No entanto, um morador admitiu ver Putin freqüentar a área e, quando
ativistas ambientais invadiram o terreno em 2011, protestando contra a
construção em área protegida, eles foram recebidos por guardas do
Serviço Federal de Proteção.
Sergei Kolesnikov, um empresário russo e ex-associado de Putin,
afirma que o palácio foi construído para Putin através de uma teia de
operações com ações anônimas.
Mas não são apenas relógios, iates e palácios. Para muitos, a
declaração de Putin de riqueza modesta simplesmente não faz sentido.
Stanislav Belkovsky, analista político e crítico de Putin, é um dos
mais francos. Ele afirma que Putin pode valer até 70 bilhões de dólres, o
que faria dele o homem mais rico do mundo.
Esta soma extraordinária é baseada em alegações de que Putin possui
ações em três empresas de petróleo e gás: 4,5% do gigante nacional de
gás Gazprom, 37% das empresas fornecedoras de petróleo. É também um dos
principais acionistas de uma empresa que não pode ser nomeada por razões
legais, que nega energicamente qualquer relação com Putin.
“O valor de 40 bilhões surgiu em 2007. Esse número poderia agora ter mudado para cerca de 60 ou 70 bilhões”, diz Belkovsky.
Sua estimativa é baseada em informações obtidas de fontes
confidenciais em torno das corporações, Belkovsky afirma. Mas ele não
está disposto a revelar mais do que isso.
A Gazprom é a maior extratora de gás no mundo e o governo russo a
controla com uma participação de 50,002 %. Apesar de repetir amplamente
as denúncias, Belkovsky nunca enfrentou ação judicial contestando-as.
Por toda a Rússia nos deparamos com outros repórteres que tentaram investigar Putin no passado.
No interior, perto de São Petersburgo, nos encontramos com Marina Salye.

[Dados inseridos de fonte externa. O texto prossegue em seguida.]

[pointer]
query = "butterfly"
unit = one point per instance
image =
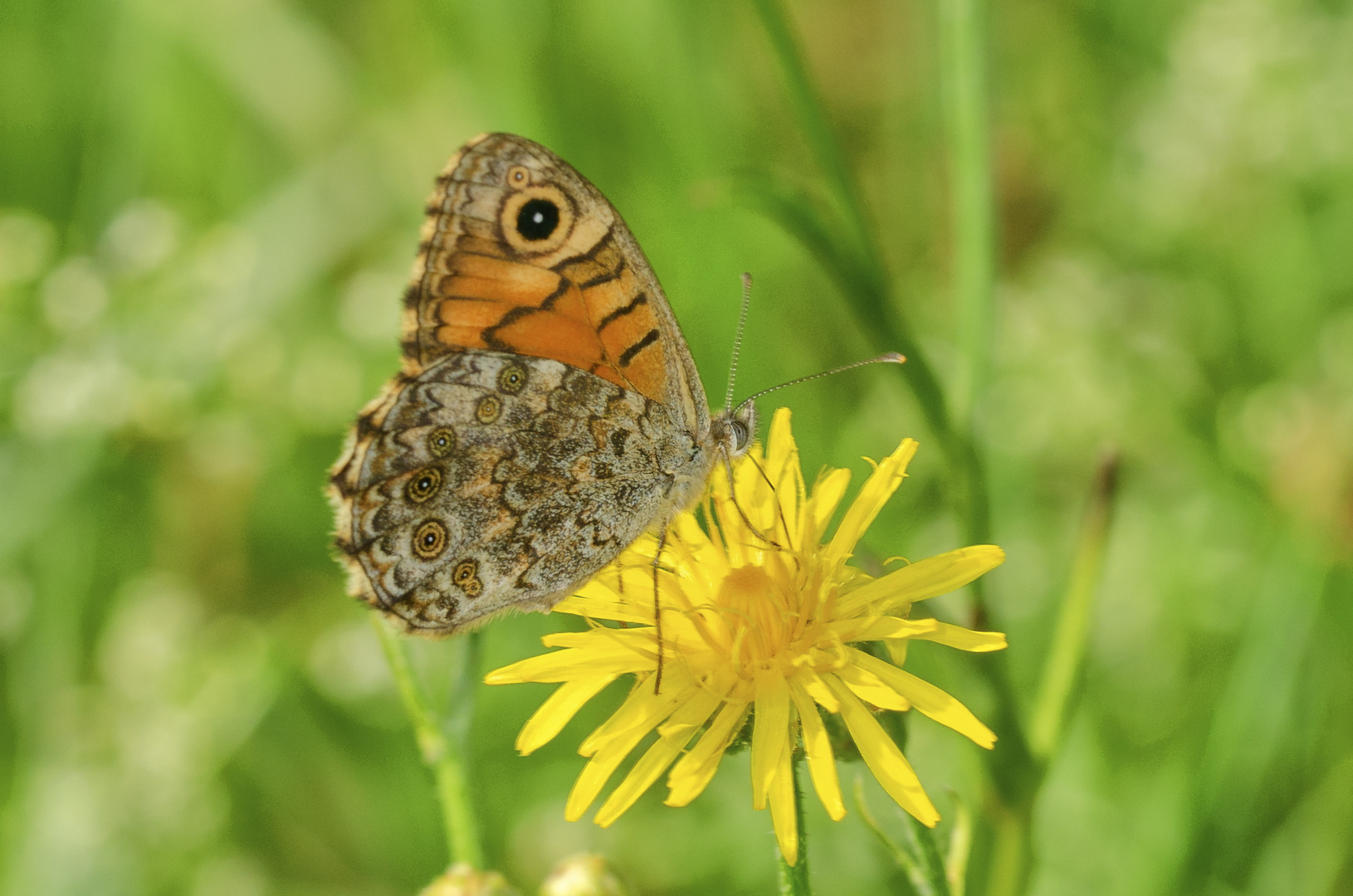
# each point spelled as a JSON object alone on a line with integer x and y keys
{"x": 547, "y": 411}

Em 1992, Salye investigou um acordo que envolveu 100 milhões de
dólares na troca de matérias-primas por comida. De acordo com Salye,
Putin supervisionou o acordo, mas enquanto as matérias-primas foram
enviadas, o alimento prometido nunca chegou. Sua acusação, sustentada
até sua morte recente, foi a de que Putin se beneficiou deste negócio
incompleto. O Kremlin afirma que Putin nunca assinou o papel que o
autorizava, embora Salye tenha dito que possuía documentos contendo a
assinatura do presidente.
De volta a São Petersburgo, o tenente-coronel Andrei Zykov, um antigo
investigador sênior do Ministério do Interior russo, descreveu seu
trabalho como um olhar para o passado de Putin.
Em junho de 1999, quando Putin foi eleito para seu primeiro mandato
presidencial, Zykov foi encarregado do processo criminal número 144 128.
O caso envolveu uma empresa de construção chamada Twentieth Trust,
suspeita de ter tirado dinheiro do orçamento de São Petersburgo no
início de 1990. Zykov afirma que Putin teria sido beneficiado com uma
vila espanhola no negócio.
A investigação foi encerrada em razão de “prova insuficiente” e, de acordo com Zykov, ele foi demitido um ano e meio depois.
Pedimos ao Kremlin para responder as reclamações do deputado Zykov, sem sucesso.
Nos primeiros dias de seu primeiro mandato como presidente, Putin prometeu livrar a Rússia de suas oligarquias corruptas.